Table of Contents
Fetching ...

MaDis-Stereo: Enhanced Stereo Matching via Distilled Masked Image Modeling

Jihye Ahn, Hyesong Choi, Soomin Kim, Dongbo Min

TL;DR

MaDis-Stereo tackles data scarcity in Transformer-based stereo depth estimation by injecting locality inductive bias through Masked Image Modeling (MIM) and stabilizing training with a teacher–student EMA distillation framework. The method masks stereo image patches, reconstructs them with cross-view attention, and simultaneously predicts disparities, while the teacher provides dense pseudo-disparities to complement sparse ground-truth labels. Key contributions include the dual-network architecture with EMA updating, a calibrated masking ratio of 40%, and the use of pseudo disparity maps to guide learning, yielding state-of-the-art results on KITTI 2015 and ETH3D and improved locality focus as evidenced by attention-distance analyses. This approach enhances the applicability of Transformer-based stereo models in data-limited scenarios and offers a practical pathway to more accurate dense depth prediction in real-world settings.

Abstract

In stereo matching, CNNs have traditionally served as the predominant architectures. Although Transformer-based stereo models have been studied recently, their performance still lags behind CNN-based stereo models due to the inherent data scarcity issue in the stereo matching task. In this paper, we propose Masked Image Modeling Distilled Stereo matching model, termed MaDis-Stereo, that enhances locality inductive bias by leveraging Masked Image Modeling (MIM) in training Transformer-based stereo model. Given randomly masked stereo images as inputs, our method attempts to conduct both image reconstruction and depth prediction tasks. While this strategy is beneficial to resolving the data scarcity issue, the dual challenge of reconstructing masked tokens and subsequently performing stereo matching poses significant challenges, particularly in terms of training stability. To address this, we propose to use an auxiliary network (teacher), updated via Exponential Moving Average (EMA), along with the original stereo model (student), where teacher predictions serve as pseudo supervisory signals to effectively distill knowledge into the student model. State-of-the-arts performance is achieved with the proposed method on several stereo matching such as ETH3D and KITTI 2015. Additionally, to demonstrate that our model effectively leverages locality inductive bias, we provide the attention distance measurement.

MaDis-Stereo: Enhanced Stereo Matching via Distilled Masked Image Modeling

TL;DR

MaDis-Stereo tackles data scarcity in Transformer-based stereo depth estimation by injecting locality inductive bias through Masked Image Modeling (MIM) and stabilizing training with a teacher–student EMA distillation framework. The method masks stereo image patches, reconstructs them with cross-view attention, and simultaneously predicts disparities, while the teacher provides dense pseudo-disparities to complement sparse ground-truth labels.
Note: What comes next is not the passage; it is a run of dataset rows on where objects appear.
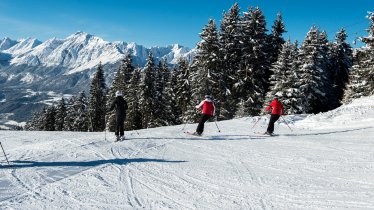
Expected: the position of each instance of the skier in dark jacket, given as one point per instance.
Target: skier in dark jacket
(120, 105)
(277, 111)
(208, 111)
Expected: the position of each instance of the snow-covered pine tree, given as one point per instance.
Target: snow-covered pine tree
(170, 93)
(252, 81)
(49, 118)
(81, 119)
(70, 115)
(230, 50)
(329, 100)
(362, 73)
(342, 62)
(275, 40)
(97, 100)
(134, 115)
(312, 73)
(60, 115)
(148, 94)
(163, 113)
(182, 86)
(208, 77)
(283, 80)
(191, 115)
(120, 82)
(36, 123)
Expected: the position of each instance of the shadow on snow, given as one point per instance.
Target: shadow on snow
(325, 133)
(29, 164)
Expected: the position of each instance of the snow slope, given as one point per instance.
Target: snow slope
(325, 163)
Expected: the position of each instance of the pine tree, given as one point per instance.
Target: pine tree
(148, 94)
(171, 97)
(60, 115)
(134, 114)
(208, 77)
(70, 115)
(342, 61)
(81, 120)
(312, 73)
(97, 101)
(253, 78)
(362, 74)
(275, 40)
(120, 82)
(283, 81)
(36, 123)
(182, 86)
(230, 50)
(49, 118)
(161, 106)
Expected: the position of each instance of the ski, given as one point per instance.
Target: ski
(265, 134)
(192, 133)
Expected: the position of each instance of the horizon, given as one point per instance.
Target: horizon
(167, 22)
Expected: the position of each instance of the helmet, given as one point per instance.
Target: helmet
(277, 95)
(119, 93)
(208, 96)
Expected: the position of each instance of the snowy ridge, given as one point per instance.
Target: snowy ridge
(312, 167)
(82, 51)
(358, 113)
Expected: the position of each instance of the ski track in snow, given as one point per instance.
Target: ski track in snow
(326, 162)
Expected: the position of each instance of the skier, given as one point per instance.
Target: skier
(208, 111)
(277, 111)
(121, 106)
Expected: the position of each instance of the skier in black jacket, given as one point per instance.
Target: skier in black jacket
(121, 106)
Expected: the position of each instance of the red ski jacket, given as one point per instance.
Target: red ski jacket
(207, 106)
(277, 107)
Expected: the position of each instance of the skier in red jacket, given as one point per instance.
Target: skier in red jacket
(277, 111)
(208, 111)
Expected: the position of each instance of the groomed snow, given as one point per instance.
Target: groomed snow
(326, 162)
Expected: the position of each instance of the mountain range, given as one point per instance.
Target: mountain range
(64, 66)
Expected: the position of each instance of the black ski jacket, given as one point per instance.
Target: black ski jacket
(121, 106)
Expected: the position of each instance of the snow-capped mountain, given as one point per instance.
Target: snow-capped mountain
(7, 43)
(82, 51)
(64, 66)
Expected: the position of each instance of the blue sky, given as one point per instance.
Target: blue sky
(164, 22)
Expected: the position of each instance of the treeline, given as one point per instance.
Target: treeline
(241, 65)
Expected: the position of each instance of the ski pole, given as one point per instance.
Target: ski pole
(217, 125)
(4, 154)
(255, 123)
(286, 123)
(184, 126)
(105, 126)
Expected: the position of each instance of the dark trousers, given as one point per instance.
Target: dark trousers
(119, 126)
(273, 119)
(203, 119)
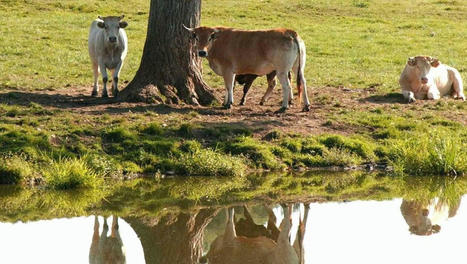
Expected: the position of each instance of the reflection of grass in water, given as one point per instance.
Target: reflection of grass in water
(159, 197)
(33, 204)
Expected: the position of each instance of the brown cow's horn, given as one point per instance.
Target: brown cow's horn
(187, 28)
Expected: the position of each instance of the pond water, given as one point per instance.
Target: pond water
(310, 218)
(335, 232)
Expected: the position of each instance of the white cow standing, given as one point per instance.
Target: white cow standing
(426, 77)
(108, 46)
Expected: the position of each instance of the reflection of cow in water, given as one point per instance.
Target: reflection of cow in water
(106, 249)
(424, 217)
(262, 245)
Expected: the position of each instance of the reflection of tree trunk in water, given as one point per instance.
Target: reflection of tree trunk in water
(172, 239)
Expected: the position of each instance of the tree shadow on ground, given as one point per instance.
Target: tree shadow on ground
(390, 98)
(62, 101)
(98, 105)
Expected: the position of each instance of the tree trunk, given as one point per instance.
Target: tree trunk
(170, 71)
(173, 238)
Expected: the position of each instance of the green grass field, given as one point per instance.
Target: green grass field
(352, 43)
(357, 44)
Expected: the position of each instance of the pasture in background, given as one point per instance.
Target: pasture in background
(357, 44)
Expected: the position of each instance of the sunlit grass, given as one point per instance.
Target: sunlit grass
(70, 173)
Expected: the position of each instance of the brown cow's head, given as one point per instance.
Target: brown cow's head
(111, 26)
(203, 37)
(423, 66)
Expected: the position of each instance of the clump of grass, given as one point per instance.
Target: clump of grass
(70, 173)
(14, 170)
(118, 134)
(190, 146)
(355, 146)
(154, 129)
(207, 162)
(440, 153)
(258, 152)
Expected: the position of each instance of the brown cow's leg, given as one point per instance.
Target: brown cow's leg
(247, 80)
(271, 84)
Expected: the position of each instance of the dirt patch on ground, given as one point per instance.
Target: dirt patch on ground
(326, 102)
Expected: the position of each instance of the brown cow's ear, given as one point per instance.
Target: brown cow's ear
(213, 36)
(123, 24)
(411, 61)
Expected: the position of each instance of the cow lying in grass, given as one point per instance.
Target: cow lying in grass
(426, 77)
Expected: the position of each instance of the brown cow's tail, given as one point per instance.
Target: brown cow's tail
(299, 69)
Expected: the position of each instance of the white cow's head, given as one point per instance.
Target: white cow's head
(111, 26)
(204, 38)
(423, 66)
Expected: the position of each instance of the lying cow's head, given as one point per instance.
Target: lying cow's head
(203, 37)
(423, 66)
(111, 26)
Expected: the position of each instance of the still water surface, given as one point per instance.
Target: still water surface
(392, 231)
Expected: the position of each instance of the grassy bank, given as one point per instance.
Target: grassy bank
(72, 152)
(145, 197)
(51, 134)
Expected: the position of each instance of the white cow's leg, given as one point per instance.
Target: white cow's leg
(229, 233)
(458, 87)
(409, 96)
(306, 100)
(285, 226)
(290, 92)
(115, 76)
(104, 78)
(285, 83)
(229, 80)
(433, 93)
(95, 70)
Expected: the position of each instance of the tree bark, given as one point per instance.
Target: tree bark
(170, 72)
(173, 238)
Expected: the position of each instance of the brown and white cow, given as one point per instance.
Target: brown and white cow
(247, 80)
(231, 51)
(426, 77)
(231, 248)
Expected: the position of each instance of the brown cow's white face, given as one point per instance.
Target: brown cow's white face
(111, 26)
(423, 66)
(203, 37)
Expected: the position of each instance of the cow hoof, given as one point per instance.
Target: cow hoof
(281, 110)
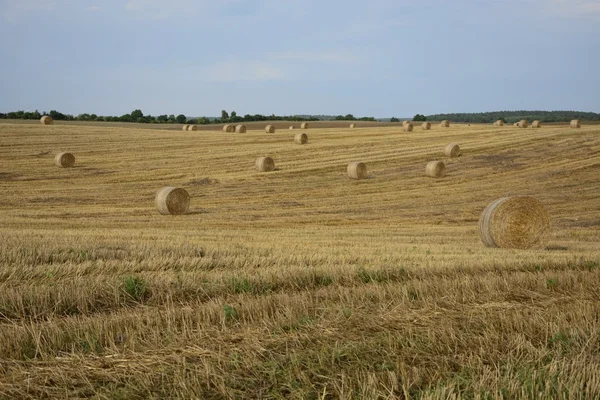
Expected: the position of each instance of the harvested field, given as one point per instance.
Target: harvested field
(298, 283)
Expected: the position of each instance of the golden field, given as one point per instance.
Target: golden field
(297, 283)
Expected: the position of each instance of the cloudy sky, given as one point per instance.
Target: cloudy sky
(378, 58)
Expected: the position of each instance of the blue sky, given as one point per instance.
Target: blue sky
(379, 58)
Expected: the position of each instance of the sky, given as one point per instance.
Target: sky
(379, 58)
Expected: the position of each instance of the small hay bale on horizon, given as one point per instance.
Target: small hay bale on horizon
(518, 222)
(357, 170)
(172, 201)
(64, 160)
(435, 169)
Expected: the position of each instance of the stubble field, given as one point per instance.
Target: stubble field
(297, 283)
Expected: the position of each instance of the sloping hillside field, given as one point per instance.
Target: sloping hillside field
(300, 282)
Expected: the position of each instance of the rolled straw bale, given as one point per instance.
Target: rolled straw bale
(301, 138)
(172, 201)
(265, 164)
(46, 120)
(357, 170)
(435, 169)
(452, 150)
(240, 128)
(519, 222)
(64, 160)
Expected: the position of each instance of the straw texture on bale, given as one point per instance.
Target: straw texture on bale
(435, 169)
(265, 164)
(172, 201)
(46, 120)
(64, 160)
(301, 138)
(357, 170)
(240, 128)
(519, 222)
(452, 150)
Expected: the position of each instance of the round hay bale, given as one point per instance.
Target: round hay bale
(240, 128)
(172, 201)
(265, 164)
(519, 222)
(64, 160)
(357, 170)
(435, 169)
(452, 150)
(301, 138)
(46, 120)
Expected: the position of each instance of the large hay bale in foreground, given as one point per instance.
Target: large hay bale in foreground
(357, 170)
(452, 150)
(519, 222)
(46, 120)
(265, 164)
(240, 128)
(172, 201)
(435, 169)
(64, 160)
(301, 138)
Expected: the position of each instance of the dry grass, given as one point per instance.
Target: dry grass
(299, 283)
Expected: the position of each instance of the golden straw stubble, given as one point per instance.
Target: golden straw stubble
(357, 170)
(518, 222)
(172, 201)
(64, 160)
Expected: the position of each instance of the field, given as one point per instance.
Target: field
(298, 283)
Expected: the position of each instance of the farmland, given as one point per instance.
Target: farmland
(297, 283)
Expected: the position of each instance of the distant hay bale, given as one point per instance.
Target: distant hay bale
(301, 138)
(452, 150)
(172, 201)
(240, 128)
(435, 169)
(519, 222)
(357, 170)
(265, 164)
(64, 160)
(46, 120)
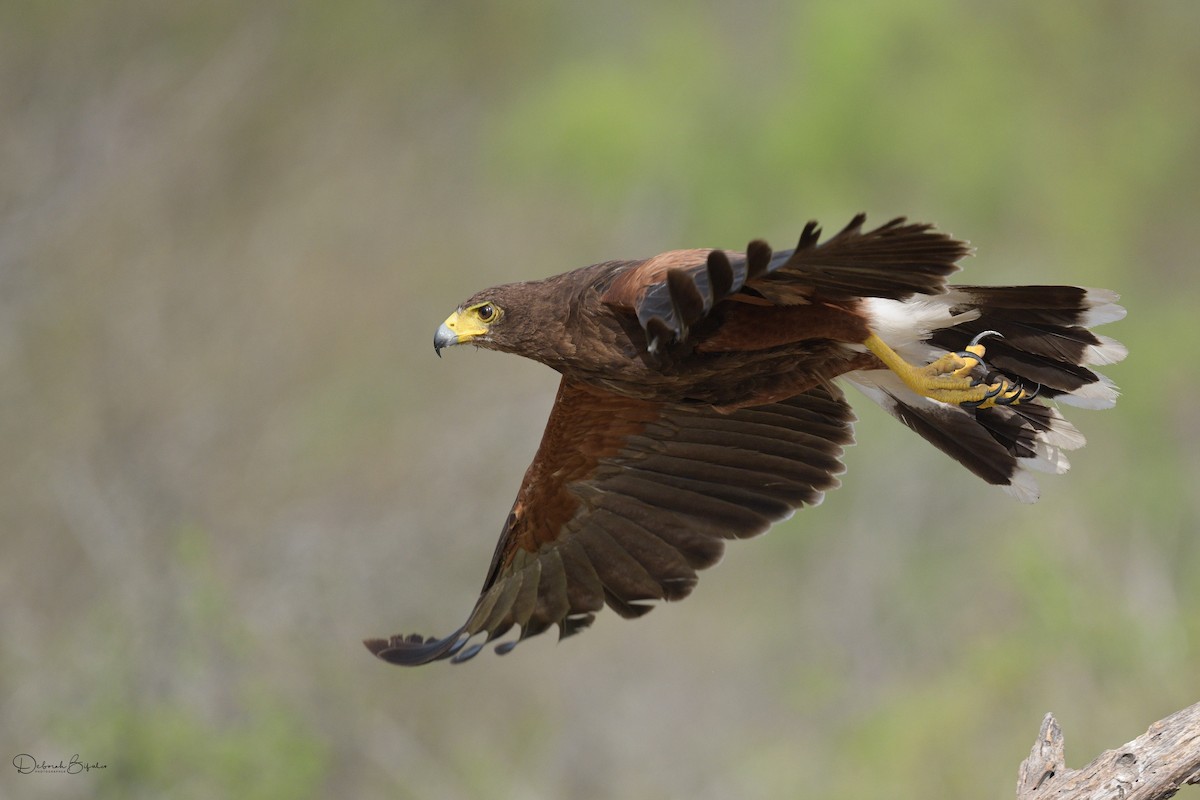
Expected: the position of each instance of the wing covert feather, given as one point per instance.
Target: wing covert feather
(627, 499)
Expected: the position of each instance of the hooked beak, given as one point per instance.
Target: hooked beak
(444, 337)
(456, 330)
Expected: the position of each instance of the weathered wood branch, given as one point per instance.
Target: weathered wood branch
(1152, 767)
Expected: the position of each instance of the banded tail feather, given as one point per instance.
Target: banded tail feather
(1044, 341)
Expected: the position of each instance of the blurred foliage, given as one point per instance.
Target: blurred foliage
(228, 230)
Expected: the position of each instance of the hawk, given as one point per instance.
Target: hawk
(699, 404)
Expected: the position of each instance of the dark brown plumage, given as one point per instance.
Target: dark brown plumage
(697, 404)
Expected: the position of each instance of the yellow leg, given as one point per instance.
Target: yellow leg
(948, 379)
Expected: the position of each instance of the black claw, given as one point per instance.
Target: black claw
(964, 354)
(979, 337)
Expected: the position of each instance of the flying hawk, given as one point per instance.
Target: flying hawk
(699, 404)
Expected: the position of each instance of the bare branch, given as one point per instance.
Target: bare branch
(1152, 767)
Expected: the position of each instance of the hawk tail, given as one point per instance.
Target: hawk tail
(1042, 340)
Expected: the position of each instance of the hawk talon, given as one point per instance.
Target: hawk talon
(979, 337)
(948, 378)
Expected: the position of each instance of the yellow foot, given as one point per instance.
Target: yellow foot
(949, 380)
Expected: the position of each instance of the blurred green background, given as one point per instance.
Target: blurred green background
(228, 232)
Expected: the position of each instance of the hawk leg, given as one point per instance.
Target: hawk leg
(948, 379)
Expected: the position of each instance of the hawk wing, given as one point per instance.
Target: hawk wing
(673, 292)
(625, 499)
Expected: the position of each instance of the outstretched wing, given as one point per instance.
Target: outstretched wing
(673, 292)
(627, 499)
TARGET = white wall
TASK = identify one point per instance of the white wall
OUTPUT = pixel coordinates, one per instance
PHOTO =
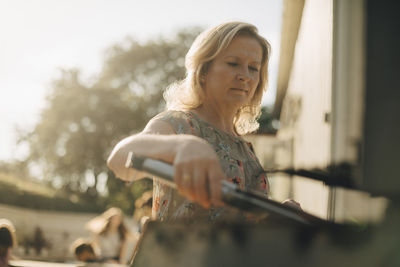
(59, 228)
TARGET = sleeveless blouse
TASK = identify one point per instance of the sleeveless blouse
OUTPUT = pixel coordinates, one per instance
(238, 162)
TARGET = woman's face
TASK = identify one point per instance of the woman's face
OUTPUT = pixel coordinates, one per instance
(234, 74)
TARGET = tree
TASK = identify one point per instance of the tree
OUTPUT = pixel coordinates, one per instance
(83, 119)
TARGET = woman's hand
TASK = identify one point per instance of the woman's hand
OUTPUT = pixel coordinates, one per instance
(198, 173)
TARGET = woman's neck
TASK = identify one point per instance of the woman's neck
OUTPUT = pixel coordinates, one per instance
(218, 117)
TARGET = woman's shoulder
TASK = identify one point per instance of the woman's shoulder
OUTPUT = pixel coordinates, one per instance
(183, 122)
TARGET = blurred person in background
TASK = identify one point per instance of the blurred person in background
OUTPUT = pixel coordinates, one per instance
(111, 235)
(85, 250)
(8, 241)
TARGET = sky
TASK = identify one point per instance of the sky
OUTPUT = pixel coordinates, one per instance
(38, 37)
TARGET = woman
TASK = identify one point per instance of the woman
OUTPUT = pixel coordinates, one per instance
(111, 235)
(200, 134)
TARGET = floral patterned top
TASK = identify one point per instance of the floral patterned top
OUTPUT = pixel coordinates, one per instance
(238, 162)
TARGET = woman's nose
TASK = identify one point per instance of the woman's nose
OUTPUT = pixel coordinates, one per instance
(243, 76)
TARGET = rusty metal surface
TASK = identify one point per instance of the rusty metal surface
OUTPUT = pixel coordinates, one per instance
(278, 242)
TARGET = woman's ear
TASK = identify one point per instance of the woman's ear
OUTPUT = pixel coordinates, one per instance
(202, 78)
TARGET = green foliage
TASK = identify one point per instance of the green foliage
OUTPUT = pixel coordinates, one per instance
(84, 119)
(24, 193)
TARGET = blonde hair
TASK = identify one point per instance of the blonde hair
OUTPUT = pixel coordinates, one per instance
(189, 94)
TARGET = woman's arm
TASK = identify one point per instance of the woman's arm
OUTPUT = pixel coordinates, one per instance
(198, 173)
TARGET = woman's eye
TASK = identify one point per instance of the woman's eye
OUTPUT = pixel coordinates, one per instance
(253, 69)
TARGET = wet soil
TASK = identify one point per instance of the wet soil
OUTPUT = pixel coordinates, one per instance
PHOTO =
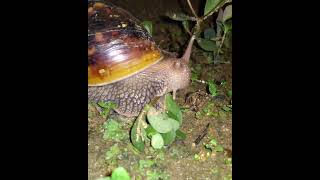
(182, 159)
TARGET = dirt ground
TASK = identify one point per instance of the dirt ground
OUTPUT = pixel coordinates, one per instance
(182, 159)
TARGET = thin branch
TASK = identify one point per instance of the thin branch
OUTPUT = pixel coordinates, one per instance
(216, 9)
(194, 13)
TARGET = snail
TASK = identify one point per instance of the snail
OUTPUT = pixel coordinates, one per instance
(125, 65)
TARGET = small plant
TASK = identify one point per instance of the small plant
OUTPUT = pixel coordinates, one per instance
(112, 130)
(117, 174)
(213, 146)
(213, 38)
(212, 88)
(106, 108)
(159, 128)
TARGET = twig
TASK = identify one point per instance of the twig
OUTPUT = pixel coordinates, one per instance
(202, 135)
(194, 13)
(216, 9)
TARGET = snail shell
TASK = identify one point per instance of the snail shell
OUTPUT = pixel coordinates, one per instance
(118, 47)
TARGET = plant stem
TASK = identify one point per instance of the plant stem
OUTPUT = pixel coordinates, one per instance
(222, 41)
(194, 13)
(216, 9)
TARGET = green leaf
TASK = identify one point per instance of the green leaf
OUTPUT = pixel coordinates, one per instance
(180, 135)
(159, 121)
(113, 152)
(148, 26)
(211, 5)
(212, 88)
(209, 33)
(180, 17)
(168, 137)
(173, 109)
(174, 123)
(185, 25)
(112, 130)
(207, 45)
(104, 178)
(229, 93)
(136, 139)
(106, 107)
(220, 16)
(145, 164)
(157, 141)
(219, 148)
(150, 131)
(120, 174)
(227, 14)
(227, 108)
(227, 26)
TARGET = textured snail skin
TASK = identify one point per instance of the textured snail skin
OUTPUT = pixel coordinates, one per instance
(132, 93)
(124, 63)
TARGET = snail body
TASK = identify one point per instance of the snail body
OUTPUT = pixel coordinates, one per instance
(124, 63)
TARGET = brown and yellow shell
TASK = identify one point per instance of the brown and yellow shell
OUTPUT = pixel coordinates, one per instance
(118, 46)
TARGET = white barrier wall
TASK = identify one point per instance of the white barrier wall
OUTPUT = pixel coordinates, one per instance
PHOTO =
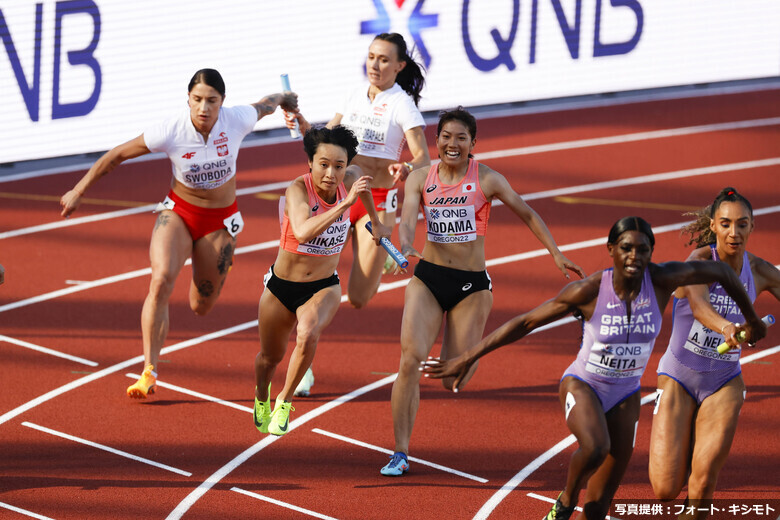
(80, 76)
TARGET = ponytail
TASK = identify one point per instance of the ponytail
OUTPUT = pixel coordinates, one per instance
(411, 78)
(699, 230)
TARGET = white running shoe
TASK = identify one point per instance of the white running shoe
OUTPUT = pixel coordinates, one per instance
(304, 387)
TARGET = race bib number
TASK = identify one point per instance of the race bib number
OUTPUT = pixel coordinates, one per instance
(329, 242)
(234, 224)
(619, 360)
(704, 342)
(391, 202)
(451, 224)
(166, 204)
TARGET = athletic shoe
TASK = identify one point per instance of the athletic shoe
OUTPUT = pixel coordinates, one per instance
(558, 512)
(280, 419)
(397, 466)
(144, 386)
(263, 412)
(304, 387)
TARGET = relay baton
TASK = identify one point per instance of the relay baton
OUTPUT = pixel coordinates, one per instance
(295, 133)
(724, 347)
(391, 249)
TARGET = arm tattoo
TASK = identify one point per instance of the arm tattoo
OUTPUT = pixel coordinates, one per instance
(162, 220)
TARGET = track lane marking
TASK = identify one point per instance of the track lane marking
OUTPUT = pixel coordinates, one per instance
(45, 350)
(24, 511)
(225, 470)
(390, 452)
(524, 473)
(282, 504)
(247, 409)
(107, 448)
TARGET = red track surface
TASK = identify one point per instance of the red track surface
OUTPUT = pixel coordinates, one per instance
(507, 417)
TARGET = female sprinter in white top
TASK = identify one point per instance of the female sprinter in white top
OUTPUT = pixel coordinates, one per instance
(199, 218)
(383, 114)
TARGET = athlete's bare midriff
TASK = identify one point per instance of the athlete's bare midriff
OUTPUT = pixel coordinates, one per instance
(220, 197)
(376, 167)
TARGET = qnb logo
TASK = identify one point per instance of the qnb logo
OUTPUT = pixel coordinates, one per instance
(30, 88)
(570, 29)
(418, 21)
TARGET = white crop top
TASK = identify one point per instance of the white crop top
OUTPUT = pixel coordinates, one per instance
(380, 125)
(199, 164)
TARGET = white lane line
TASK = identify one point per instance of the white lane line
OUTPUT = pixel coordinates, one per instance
(552, 501)
(199, 395)
(225, 470)
(107, 448)
(629, 138)
(45, 350)
(390, 452)
(120, 366)
(524, 473)
(282, 504)
(24, 511)
(118, 278)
Key contributions include the dual-network architecture with EMA updating, a calibrated masking ratio of 40%, and the use of pseudo disparity maps to guide learning, yielding state-of-the-art results on KITTI 2015 and ETH3D and improved locality focus as evidenced by attention-distance analyses. This approach enhances the applicability of Transformer-based stereo models in data-limited scenarios and offers a practical pathway to more accurate dense depth prediction in real-world settings.

Abstract

In stereo matching, CNNs have traditionally served as the predominant architectures. Although Transformer-based stereo models have been studied recently, their performance still lags behind CNN-based stereo models due to the inherent data scarcity issue in the stereo matching task. In this paper, we propose Masked Image Modeling Distilled Stereo matching model, termed MaDis-Stereo, that enhances locality inductive bias by leveraging Masked Image Modeling (MIM) in training Transformer-based stereo model. Given randomly masked stereo images as inputs, our method attempts to conduct both image reconstruction and depth prediction tasks. While this strategy is beneficial to resolving the data scarcity issue, the dual challenge of reconstructing masked tokens and subsequently performing stereo matching poses significant challenges, particularly in terms of training stability. To address this, we propose to use an auxiliary network (teacher), updated via Exponential Moving Average (EMA), along with the original stereo model (student), where teacher predictions serve as pseudo supervisory signals to effectively distill knowledge into the student model. State-of-the-arts performance is achieved with the proposed method on several stereo matching such as ETH3D and KITTI 2015. Additionally, to demonstrate that our model effectively leverages locality inductive bias, we provide the attention distance measurement.
Paper Structure (24 sections, 4 equations, 5 figures, 5 tables)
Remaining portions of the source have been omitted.